20.07.2010 - 20:06 Por Reuters
Mais de quatro milhões de novas infecções pelo VIH poderão ser prevenidas até 2025 na África subsariana se 80 por cento dos homens forem circuncidados.
Esta conclusão foi apresentada hoje na XVIII Conferência Internacional de sida a decorrer em Viena, Áustria, até o final da semana. Se este sistema de prevenção da doença fosse implementado, os investigadores defendem que a região pouparia 15,67 mil milhões de euros em custos de saúde relacionados com o VIH entre 2009 e 2025.
“Com os fundos mundiais emagrecidos, temos que nos focar em procedimentos comprovados que previnam a transmissão do VIH como a circuncisão masculina”, disse Krishna Jafa, um especialista em sida do grupo de ajuda sanitária Population Services International (PSI).
Dois terços das 33,4 milhões de pessoas seropositivas vivem em África. Estima-se que só em 2008, tenha havido na região 1,9 milhões de novas infecções. Investigadores citados pela Organização Mundial de Saúde defendem que a circuncisão masculina diminui o risco de contrair o vírus em 60 por cento.
O estudo apresentado pelo PSI foi feito no Zimbabwe, onde se tentou pôr em prática um modelo chamado MOVE, que tem o objectivo de aumentar o número de circuncisões masculinas através de técnicas melhoradas, mais treino, equipamento e pessoas. Através do estudo piloto, dois médicos e três enfermeiros foram capazes de fazer quatro circuncisões ao mesmo tempo, aumentando o número de operações de três para dez por hora.
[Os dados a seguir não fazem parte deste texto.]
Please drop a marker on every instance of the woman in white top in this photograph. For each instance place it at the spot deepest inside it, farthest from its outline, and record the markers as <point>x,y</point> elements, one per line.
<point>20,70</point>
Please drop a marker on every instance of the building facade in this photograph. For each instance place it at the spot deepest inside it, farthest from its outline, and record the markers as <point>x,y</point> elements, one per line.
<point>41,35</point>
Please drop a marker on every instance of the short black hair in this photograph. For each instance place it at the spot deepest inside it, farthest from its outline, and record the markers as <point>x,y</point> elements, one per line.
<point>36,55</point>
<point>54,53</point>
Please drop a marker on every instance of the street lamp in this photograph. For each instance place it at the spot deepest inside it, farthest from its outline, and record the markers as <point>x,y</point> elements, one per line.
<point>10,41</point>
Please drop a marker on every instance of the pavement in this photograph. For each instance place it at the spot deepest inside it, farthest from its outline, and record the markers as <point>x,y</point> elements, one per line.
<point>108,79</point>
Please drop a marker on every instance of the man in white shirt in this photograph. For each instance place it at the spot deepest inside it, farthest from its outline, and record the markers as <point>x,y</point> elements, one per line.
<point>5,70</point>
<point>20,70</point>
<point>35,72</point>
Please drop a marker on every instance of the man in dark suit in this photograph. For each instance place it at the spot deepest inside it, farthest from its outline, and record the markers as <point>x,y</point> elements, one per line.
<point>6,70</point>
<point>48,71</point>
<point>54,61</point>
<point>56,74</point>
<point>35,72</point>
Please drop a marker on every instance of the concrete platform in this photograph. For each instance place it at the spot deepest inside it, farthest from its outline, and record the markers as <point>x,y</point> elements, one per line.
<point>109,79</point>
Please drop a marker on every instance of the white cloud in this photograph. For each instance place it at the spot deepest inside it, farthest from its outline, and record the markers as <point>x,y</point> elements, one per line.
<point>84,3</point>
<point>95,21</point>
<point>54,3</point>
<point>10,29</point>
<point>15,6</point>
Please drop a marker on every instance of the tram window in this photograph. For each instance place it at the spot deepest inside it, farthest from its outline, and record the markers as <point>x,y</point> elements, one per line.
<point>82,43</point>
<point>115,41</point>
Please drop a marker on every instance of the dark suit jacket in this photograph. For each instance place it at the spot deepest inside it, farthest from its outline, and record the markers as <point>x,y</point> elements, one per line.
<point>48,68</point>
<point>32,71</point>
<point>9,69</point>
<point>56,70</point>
Ao longo de 12 meses foram realizadas 6500 operações. Não houve um aumento da percentagem de homens a queixarem-se de efeitos secundários, o que mostrou que a qualidade do procedimento não diminuiu.
Na África subsariana, mais de 41 milhões de homens poderiam ser beneficiados com este procedimento. Nos últimos anos só 150 mil foram circuncidados.